Her tongue darted out to touch her lips. “Then you’d have the use of me.” Her voice was low and husky.
He could have her flat on her back in the bed, her ankles wrapped around his thighs, in two seconds. He would hold her down and pour himself into her, would let go of all the rigid strictures that held him in place. His blood thumped insistently in his ears—not loudly, but a quiet beat, as unstoppable as the sea creeping up the strand. As impossible to ignore.
Ned had become an expert on turning back tides as they came in. “I won’t do that.”
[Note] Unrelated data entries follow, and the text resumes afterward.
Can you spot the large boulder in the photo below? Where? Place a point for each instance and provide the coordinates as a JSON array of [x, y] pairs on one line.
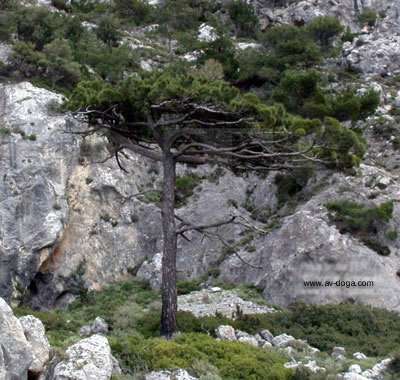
[[35, 334], [15, 350], [88, 359], [308, 247]]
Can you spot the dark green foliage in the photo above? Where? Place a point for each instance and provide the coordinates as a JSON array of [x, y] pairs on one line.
[[138, 11], [394, 366], [349, 105], [348, 35], [134, 95], [178, 15], [7, 4], [301, 93], [60, 4], [375, 332], [290, 184], [223, 51], [38, 26], [362, 221], [54, 63], [296, 88], [357, 327], [132, 312], [7, 25], [232, 360], [368, 17], [356, 217], [254, 69], [187, 286], [121, 305], [391, 234], [324, 29], [291, 46], [244, 17]]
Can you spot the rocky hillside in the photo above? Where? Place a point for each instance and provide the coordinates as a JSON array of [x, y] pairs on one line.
[[72, 222], [256, 343]]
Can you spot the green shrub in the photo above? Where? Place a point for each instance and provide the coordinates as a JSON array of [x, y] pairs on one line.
[[60, 4], [187, 286], [38, 26], [356, 217], [138, 11], [368, 17], [296, 87], [244, 17], [376, 332], [291, 46], [348, 35], [362, 221], [289, 185], [391, 234], [232, 360], [7, 25], [394, 366], [223, 51]]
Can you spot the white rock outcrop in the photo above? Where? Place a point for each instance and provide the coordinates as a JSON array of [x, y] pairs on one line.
[[225, 332], [35, 334], [88, 359], [179, 374], [15, 350]]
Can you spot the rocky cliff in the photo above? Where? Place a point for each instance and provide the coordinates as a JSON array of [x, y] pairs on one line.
[[70, 219]]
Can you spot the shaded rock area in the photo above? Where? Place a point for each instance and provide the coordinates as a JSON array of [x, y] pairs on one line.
[[15, 351], [208, 302], [71, 220], [39, 345]]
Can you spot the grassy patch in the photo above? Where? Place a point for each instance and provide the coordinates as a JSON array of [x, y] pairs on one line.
[[132, 311], [231, 360]]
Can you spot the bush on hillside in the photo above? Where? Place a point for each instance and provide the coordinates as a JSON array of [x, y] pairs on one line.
[[244, 17], [291, 46], [138, 11], [362, 221], [38, 26], [230, 359], [357, 217], [368, 17]]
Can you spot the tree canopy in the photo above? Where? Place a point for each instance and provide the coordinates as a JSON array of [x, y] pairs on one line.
[[202, 104]]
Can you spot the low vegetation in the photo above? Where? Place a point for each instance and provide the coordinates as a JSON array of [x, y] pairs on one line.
[[131, 309]]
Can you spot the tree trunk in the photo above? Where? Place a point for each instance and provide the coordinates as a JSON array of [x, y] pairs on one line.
[[169, 295]]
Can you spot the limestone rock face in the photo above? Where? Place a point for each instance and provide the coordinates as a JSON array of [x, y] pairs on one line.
[[225, 332], [35, 334], [374, 54], [15, 350], [308, 247], [88, 359], [302, 12], [179, 374], [207, 302]]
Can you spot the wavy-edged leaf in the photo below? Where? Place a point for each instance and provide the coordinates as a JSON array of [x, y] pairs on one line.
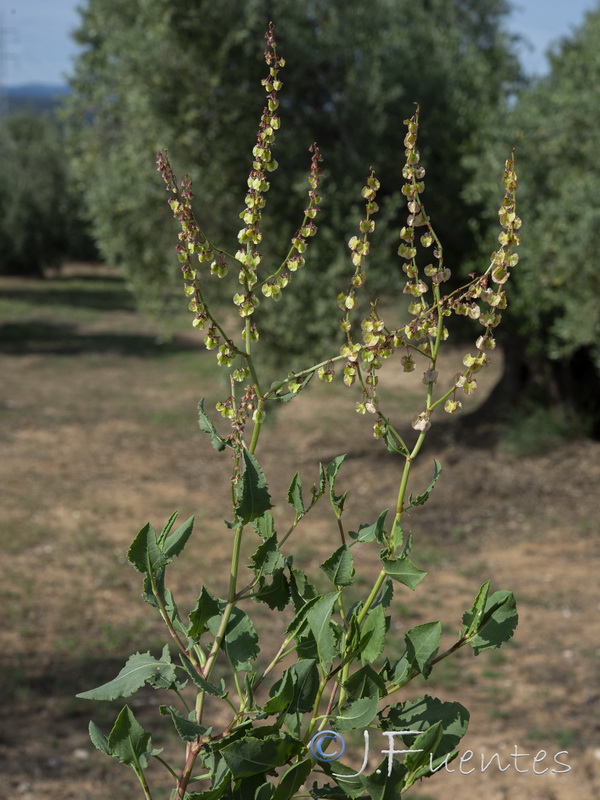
[[498, 622], [275, 594], [206, 607], [319, 622], [140, 668], [267, 557], [370, 533], [240, 643], [418, 715], [372, 639], [250, 756], [420, 499], [207, 426], [129, 742], [292, 780], [177, 540], [254, 498], [99, 739], [187, 727], [404, 571], [339, 567], [144, 553], [357, 714], [422, 645]]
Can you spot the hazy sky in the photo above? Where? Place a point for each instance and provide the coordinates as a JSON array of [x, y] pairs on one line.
[[35, 46]]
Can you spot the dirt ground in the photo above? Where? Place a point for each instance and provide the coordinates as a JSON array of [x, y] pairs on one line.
[[98, 435]]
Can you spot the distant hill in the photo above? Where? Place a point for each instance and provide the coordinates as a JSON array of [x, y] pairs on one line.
[[42, 97]]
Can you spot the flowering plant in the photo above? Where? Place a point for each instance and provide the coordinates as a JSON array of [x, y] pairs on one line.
[[330, 675]]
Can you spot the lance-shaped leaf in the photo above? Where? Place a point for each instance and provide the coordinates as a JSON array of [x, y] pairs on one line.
[[365, 682], [129, 742], [264, 525], [144, 553], [478, 609], [251, 756], [177, 540], [267, 557], [240, 643], [372, 639], [418, 715], [295, 495], [206, 607], [206, 426], [187, 727], [140, 668], [404, 571], [254, 498], [420, 499], [428, 743], [339, 567], [498, 622], [319, 622], [275, 594], [370, 533], [99, 739], [422, 645], [357, 714]]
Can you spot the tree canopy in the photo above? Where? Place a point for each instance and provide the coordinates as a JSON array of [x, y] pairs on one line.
[[187, 77]]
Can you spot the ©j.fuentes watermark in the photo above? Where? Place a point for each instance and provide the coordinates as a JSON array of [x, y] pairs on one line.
[[321, 740]]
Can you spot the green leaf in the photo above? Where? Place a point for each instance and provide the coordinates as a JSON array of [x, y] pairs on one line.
[[420, 499], [206, 426], [383, 783], [292, 780], [365, 682], [264, 525], [144, 553], [418, 715], [287, 396], [346, 778], [240, 643], [250, 756], [357, 714], [498, 622], [295, 495], [372, 640], [370, 533], [422, 645], [175, 543], [167, 528], [339, 567], [140, 668], [198, 680], [187, 727], [428, 742], [478, 608], [404, 571], [99, 739], [267, 557], [275, 594], [254, 497], [206, 607], [319, 622], [281, 694], [332, 471], [129, 742]]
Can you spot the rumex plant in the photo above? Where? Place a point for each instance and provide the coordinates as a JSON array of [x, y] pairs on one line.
[[330, 675]]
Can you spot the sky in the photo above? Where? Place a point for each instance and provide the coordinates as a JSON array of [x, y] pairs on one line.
[[35, 46]]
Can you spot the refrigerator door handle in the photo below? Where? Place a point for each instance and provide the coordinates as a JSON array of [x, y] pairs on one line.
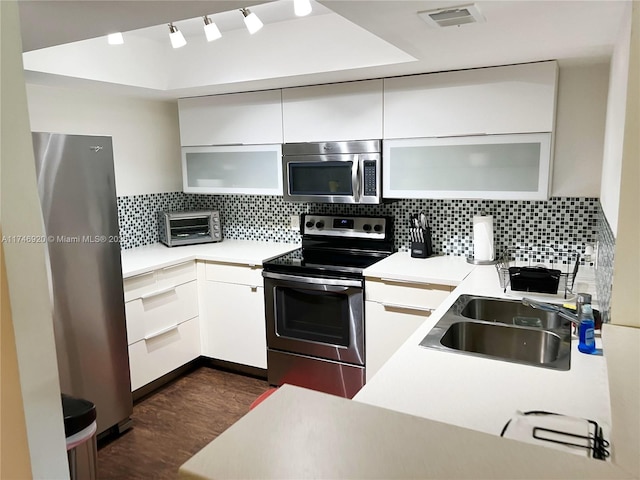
[[161, 332]]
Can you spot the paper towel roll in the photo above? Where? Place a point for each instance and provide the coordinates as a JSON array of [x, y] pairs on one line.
[[483, 238]]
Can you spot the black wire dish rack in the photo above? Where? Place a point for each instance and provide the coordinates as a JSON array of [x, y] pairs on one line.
[[540, 270], [592, 442]]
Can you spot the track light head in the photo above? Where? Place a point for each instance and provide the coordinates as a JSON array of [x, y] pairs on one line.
[[211, 29], [176, 37]]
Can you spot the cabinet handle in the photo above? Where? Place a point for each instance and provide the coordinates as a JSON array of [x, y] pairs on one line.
[[410, 282], [161, 332], [407, 307], [157, 293], [177, 265]]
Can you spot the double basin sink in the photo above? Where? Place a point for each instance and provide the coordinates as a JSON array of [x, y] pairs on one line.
[[505, 330]]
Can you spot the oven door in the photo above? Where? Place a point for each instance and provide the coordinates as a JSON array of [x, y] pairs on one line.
[[319, 317]]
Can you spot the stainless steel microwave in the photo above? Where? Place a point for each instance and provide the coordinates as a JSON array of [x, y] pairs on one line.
[[188, 228], [332, 172]]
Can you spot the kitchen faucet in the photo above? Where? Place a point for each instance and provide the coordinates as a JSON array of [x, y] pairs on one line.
[[574, 318]]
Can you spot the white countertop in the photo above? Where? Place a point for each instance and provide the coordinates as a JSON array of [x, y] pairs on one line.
[[483, 394], [136, 261], [441, 413], [298, 433], [443, 270]]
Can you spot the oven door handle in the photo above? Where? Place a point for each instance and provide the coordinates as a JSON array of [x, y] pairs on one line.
[[313, 280]]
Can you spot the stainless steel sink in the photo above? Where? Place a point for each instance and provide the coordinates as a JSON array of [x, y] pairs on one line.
[[511, 313], [503, 330]]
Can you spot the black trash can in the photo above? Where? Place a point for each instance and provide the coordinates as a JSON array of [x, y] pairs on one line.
[[80, 431]]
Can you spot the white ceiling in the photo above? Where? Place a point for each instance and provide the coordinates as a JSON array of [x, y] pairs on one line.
[[342, 40]]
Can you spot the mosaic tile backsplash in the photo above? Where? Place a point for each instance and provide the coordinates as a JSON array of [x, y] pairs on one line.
[[563, 223]]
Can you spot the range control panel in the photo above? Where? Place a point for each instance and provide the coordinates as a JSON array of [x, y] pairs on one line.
[[344, 226]]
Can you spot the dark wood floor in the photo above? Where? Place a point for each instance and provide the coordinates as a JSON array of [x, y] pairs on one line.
[[175, 422]]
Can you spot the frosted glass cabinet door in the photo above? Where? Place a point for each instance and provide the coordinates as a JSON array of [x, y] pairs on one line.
[[496, 167], [234, 169]]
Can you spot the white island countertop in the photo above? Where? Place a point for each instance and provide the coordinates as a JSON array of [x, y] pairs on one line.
[[136, 261]]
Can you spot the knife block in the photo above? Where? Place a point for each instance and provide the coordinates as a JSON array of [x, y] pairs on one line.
[[420, 242]]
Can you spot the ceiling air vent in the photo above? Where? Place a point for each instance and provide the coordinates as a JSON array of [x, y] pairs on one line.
[[447, 17]]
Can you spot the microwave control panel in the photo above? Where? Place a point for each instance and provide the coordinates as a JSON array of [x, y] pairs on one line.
[[370, 180]]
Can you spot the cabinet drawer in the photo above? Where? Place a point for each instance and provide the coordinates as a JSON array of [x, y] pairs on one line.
[[396, 293], [150, 359], [162, 309], [139, 285], [237, 332], [150, 282], [234, 273], [177, 274]]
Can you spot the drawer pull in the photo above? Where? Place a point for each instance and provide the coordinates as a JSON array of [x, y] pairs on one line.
[[157, 293], [410, 282], [161, 332], [177, 265], [407, 307]]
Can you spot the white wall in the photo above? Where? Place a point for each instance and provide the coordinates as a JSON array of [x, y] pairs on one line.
[[626, 270], [20, 216], [146, 139], [580, 122], [614, 132]]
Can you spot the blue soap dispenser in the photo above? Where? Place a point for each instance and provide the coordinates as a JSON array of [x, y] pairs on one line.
[[586, 330]]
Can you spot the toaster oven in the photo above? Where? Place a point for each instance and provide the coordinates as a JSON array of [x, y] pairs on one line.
[[188, 228]]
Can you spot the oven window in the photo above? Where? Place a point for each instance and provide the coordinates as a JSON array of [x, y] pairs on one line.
[[313, 315], [320, 178]]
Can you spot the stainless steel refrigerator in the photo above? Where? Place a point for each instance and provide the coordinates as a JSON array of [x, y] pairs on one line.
[[76, 185]]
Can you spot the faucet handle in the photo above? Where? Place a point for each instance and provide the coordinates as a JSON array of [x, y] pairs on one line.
[[582, 299]]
Her eyes glittered, and he reached out one hand and touched her cheek. She shut her eyes under his touch. He wanted to take her, hard and dark and desperately, her body fitting around his. Instead, he forced himself to skim his hand over her face, a gentle brush. His thumb found her lips and he traced the path of a kiss against that pink softness.
She didn’t open her mouth, but he could smell her—lavender water overlaying the faint scent of rose soap. He traced that almost-kiss into her skin.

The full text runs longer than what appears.